Courtesy of fast shipping, PCBs were in my hand in less than two weeks. First thing I noticed was subpar silk screen printing. Yes, I pushed things a bit using such a small lettering but PCBWay usually does better job. It seems that truetype font I used is simply not compatible with their silkscreening process. I know for a fact that vector fonts normally used by PCB tools work flawlessly as I use PCBWay for a lot of non-sponsored content. But truetype font seems to be their cryptonite.

Boards themselves are what you would expect from HASL finish. As you can see on the picture, surface is not as leveled as you would get with ENIG but I found no issues positioning narrow-pitch type-C connector and soldering it in place.

While PCB outline is not really complicated, it's not trivial either. I had other manufacturers mess board outline routing by using mill end that's a bit too big. But PCBWay always routed it perfectly (and not just for sponsored boards). I pretty much consider them a first choice when it comes to framework expansion cards.

In any case, a short soldering session later and I had my device ready for testing. UART portion works as you would expect it. System sees it as a serial port and with correct baud rate world is your oyster.

I2C side requires download of a I2C/SMBus Terminal utility. Utility is easy enough that anyone familiar with I2C will quickly get the hang of it.
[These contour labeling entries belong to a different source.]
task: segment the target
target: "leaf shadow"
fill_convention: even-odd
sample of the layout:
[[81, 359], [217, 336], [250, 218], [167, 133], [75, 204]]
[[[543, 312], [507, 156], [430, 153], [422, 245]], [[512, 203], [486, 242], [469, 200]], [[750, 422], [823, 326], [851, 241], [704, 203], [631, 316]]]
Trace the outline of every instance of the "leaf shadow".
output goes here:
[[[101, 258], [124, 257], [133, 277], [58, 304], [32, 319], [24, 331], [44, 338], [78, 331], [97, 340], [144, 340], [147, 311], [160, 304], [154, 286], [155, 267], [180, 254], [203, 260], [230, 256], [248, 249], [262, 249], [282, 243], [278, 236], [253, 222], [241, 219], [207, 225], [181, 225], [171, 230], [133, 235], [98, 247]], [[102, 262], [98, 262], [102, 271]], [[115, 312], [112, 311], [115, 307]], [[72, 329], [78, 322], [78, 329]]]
Also you can look in other downloads if you want to create something custom.

Just keep in mind that I2C is not relly designed to be used via USB and inherent latency makes any high-speed communication impossible. Yes, your device might work at 400 kHz, but you still need to wait after every transfer for reply to come back. Inneficient at best.

Regardless, for testing, this is a decent addition for my Framework laptop toolbox.


PS: I got information on the silk screen from PCBWay and issue stems from how truetype font got rendered into gerber on my side. The end result is bunch of small lines that are way too short. In order to make each of those lines visible, they get expanded a bit and thus the result ends up looking too thick and blury. Now, some houses won't have issue with this as they might drop the lines instead of widening them up but that will probably cause issue with some other truetype font rendering. There is big enough "impedance mismatch" between how fonts and how gerbers work that I would recommend staying clear away from them completely as result will differ both from font to font and fab to fab. Every PCB tool has a vector font that's properly setup for usage in gerber and you should stick with that one. Lesson learned. :)

PPS: Source files are available on GitHub.